Defense counsel objected to submission of the interview principally as irrelevant hearsay.  The prosecutor argued that the interview was relevant and was not admitted for the truth of its contents, but to counter the defense’s assertion that the victim was “out of control” when this occurred. The trial court granted the State’s request to submit Mrs. Murphy’s interview to the jury during deliberations.  Murphy contends that submitting this interview to the jury during deliberations was unfairly prejudicial because his wife admitted that, although she was truthful in court, she had lied during the interview.  

To determine whether to submit an exhibit to the jury during deliberations requires consideration of three factors: (1) whether the exhibit will aid the jury in considering the case; (2) whether submission of the exhibit will be unduly prejudicial; and (3) whether the exhibit could be subjected to improper use by the jury.  See State v. Jensen, 147 Wis.2d 240, 260, 432 N.W.2d 913, 921-22 (1988).  Our review of that determination is limited to whether the trial court erroneously exercised its discretion.  See State v. Larsen, 165 Wis.2d 316, 321-22, 477 N.W.2d 87, 89 (Ct. App. 1991).  “[A] discretionary determination must be the product of a rational mental process by which the facts of record and law relied upon are stated and are considered together for the purpose of achieving a reasoned and reasonable determination.”  LaRocque v. LaRocque, 139 Wis.2d 23, 27, 406 N.W.2d 736, 737 (1987) (alteration in original) (citations omitted).       

                        The transcribed interview was received into evidence without any objection from defense counsel.  The trial court reasoned that the jury was entitled to consider Mrs. Murphy’s prior inconsistent statements in their proper context.  The trial court excised the irrelevant and unfairly prejudicial parts of the interview which referred to the parties’ history of domestic violence.

                        We conclude that challenging the trial court’s submission of the interview to the jury as an erroneous exercise of discretion under these circumstances would lack arguable merit.
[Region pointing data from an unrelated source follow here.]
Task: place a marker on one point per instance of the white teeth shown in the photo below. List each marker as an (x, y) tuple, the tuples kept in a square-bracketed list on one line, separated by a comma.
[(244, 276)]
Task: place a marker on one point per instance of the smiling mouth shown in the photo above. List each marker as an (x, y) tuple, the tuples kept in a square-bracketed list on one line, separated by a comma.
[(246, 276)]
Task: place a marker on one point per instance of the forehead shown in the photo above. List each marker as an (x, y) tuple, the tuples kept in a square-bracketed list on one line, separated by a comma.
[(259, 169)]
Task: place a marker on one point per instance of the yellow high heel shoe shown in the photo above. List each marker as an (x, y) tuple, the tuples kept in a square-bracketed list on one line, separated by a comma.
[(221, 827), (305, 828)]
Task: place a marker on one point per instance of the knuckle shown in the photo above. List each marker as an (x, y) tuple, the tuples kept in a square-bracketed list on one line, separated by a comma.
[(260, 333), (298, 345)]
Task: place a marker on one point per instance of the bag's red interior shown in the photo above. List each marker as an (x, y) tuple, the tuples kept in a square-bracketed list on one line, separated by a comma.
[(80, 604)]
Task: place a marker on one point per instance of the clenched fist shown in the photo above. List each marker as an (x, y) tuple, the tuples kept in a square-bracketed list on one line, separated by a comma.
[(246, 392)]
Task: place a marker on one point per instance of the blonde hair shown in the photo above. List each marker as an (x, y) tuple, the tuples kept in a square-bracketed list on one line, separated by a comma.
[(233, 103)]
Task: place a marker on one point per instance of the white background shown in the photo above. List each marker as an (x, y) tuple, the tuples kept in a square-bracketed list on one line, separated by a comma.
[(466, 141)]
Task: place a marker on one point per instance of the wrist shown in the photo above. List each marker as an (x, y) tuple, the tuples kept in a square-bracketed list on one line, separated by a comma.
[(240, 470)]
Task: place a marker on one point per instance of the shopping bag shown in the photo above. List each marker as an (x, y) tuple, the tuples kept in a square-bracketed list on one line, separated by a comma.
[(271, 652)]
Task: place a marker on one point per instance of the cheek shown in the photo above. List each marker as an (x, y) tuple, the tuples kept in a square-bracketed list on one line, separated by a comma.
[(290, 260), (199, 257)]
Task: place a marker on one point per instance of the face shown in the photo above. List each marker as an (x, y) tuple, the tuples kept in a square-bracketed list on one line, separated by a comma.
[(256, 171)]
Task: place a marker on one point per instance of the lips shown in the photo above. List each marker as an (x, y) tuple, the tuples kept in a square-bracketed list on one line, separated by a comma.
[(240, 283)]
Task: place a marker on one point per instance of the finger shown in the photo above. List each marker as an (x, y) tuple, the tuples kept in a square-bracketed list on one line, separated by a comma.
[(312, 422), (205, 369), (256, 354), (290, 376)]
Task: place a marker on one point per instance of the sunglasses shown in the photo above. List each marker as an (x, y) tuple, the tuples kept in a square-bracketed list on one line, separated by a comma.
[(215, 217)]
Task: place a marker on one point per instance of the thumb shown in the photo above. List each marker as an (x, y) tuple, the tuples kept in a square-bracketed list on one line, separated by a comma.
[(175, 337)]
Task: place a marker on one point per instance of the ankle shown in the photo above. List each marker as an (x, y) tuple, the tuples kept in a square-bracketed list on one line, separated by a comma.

The trial court concluded that review of the interview would aid the jury in assessing the witnesses’ credibility.   It allowed only the relevant excerpts into the jury room to avoid any undue prejudice or improper use which could have resulted from consideration of Murphy’s history of domestic violence.  See Jensen, 147 Wis.2d at 260, 432 N.W.2d at 921-22. 

Upon our independent review of the record as mandated by Anders and Rule 809.32(3), Stats., we conclude that there are no other meritorious issues and that any further appellate proceedings would lack arguable merit.  Accordingly, we affirm the judgment of conviction and relieve Attorney Timothy J. Gaskell of any further appellate representation of Floyd E. Murphy.

By the Court.—Judgment affirmed.


 



[1]  This appeal is decided by one judge pursuant to § 752.31(2)(f), Stats.

[2]  Murphy also claimed that submission of the interview prompted the jury to inquire why Mrs. Murphy’s nine-year-old daughter, who witnessed much of the incident, had not testified.  However, this issue was raised strictly in the context of submitting the interview to the jury during deliberations.

[3]  During the interview, she said that she could not breathe because Murphy was choking her.

[4]  Because Mrs. Murphy was pregnant at the time of the incident, she had discontinued using her Prozac.